Extreme bashing

It can be shown that all integers that can be expressed as the sum of two squares can be prime factored as $2^u p_1^{a_1} \cdots p_k^{a_k} q_1^{b_1} \cdots q_r^{b_r}$ , where the $p_i$ s are of the form $4k + 1$ , the $q_j$ s are of the form $4k + 3$ , and the $b_j$ s are all even. Thus, if there exists a prime $q$ of the form $4k + 3$ in the prime factorization of a number that does not have an even power on it, i.e. $7^9$ , then it cannot be the sum of two squares.

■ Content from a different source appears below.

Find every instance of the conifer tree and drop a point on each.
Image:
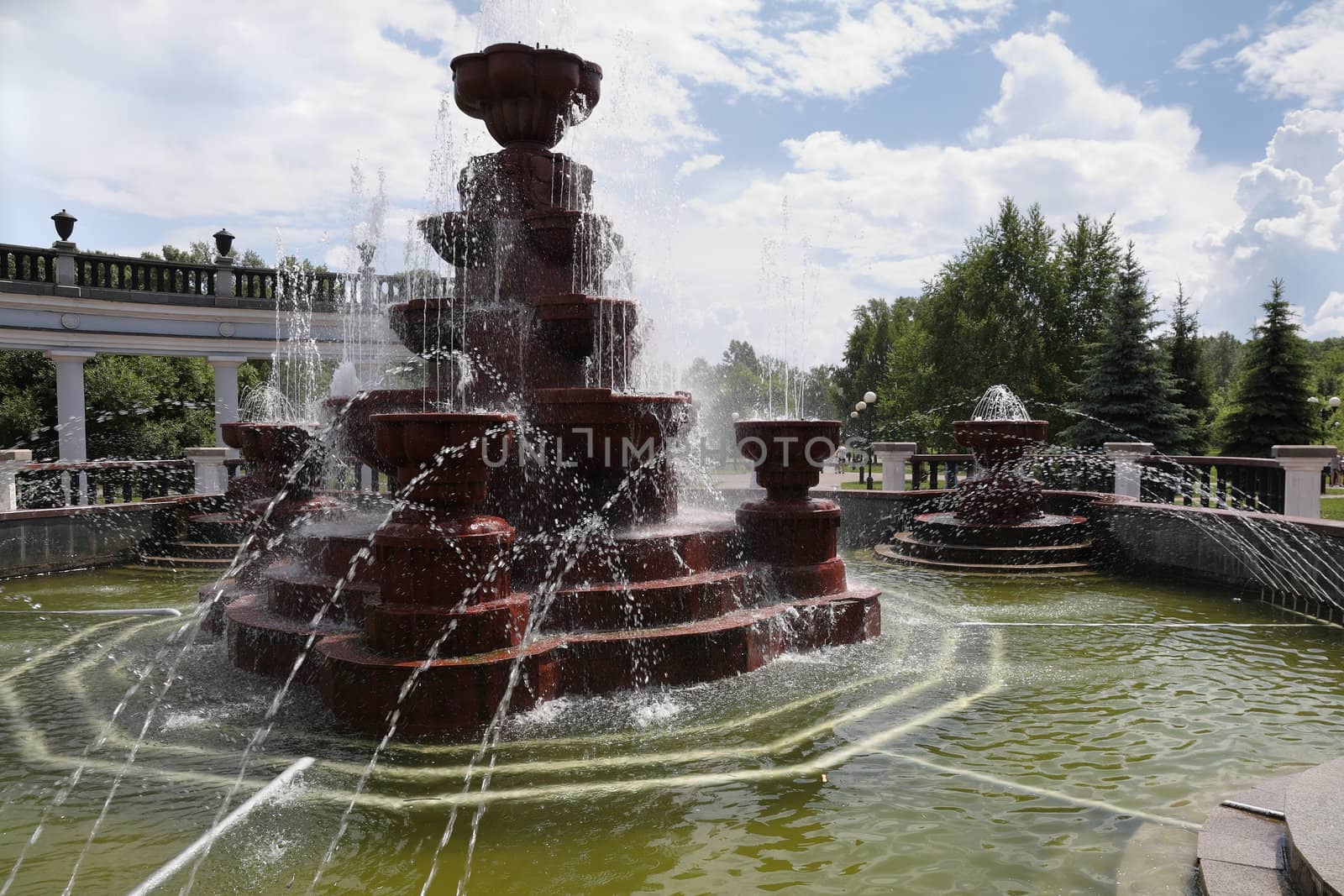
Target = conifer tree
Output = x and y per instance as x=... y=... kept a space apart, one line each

Now, note that $204085 = 5 \times 7^4 \times 17$ . The exponent on $7$ , which is of the form $4k + 3$ , is even, so we can conclude that $\boxed{204085}$ can be written as a sum of two squares. In fact, $204085 = 441^2 + 98^2$ .

For completeness, we show that the other seven options are not possible:

$\begin{aligned} 156055 &= 5 \times 23^2 \times \mathbf{59} \\ 141336 &= 2^3 \times 3^2 \times 13 \times \mathbf{151} \\ 223293 &= 3 \times 7^4 \times \mathbf{31} \\ 123192 &= 2^3 \times 3^2 \times 29 \times \mathbf{59} \\ 139968 &= 2^6 \times \mathbf{3^7} \\ 148992 &= 2^9 \times \mathbf{3} \times 97 \\ 224939 &= \mathbf{11^3} \times 13^2. \end{aligned}$

The prime factorizations of the other seven numbers each contain a prime $p$ of the form $4k + 3$ that does not have an even power, shown in bold above. So, they cannot be the sum of two squares.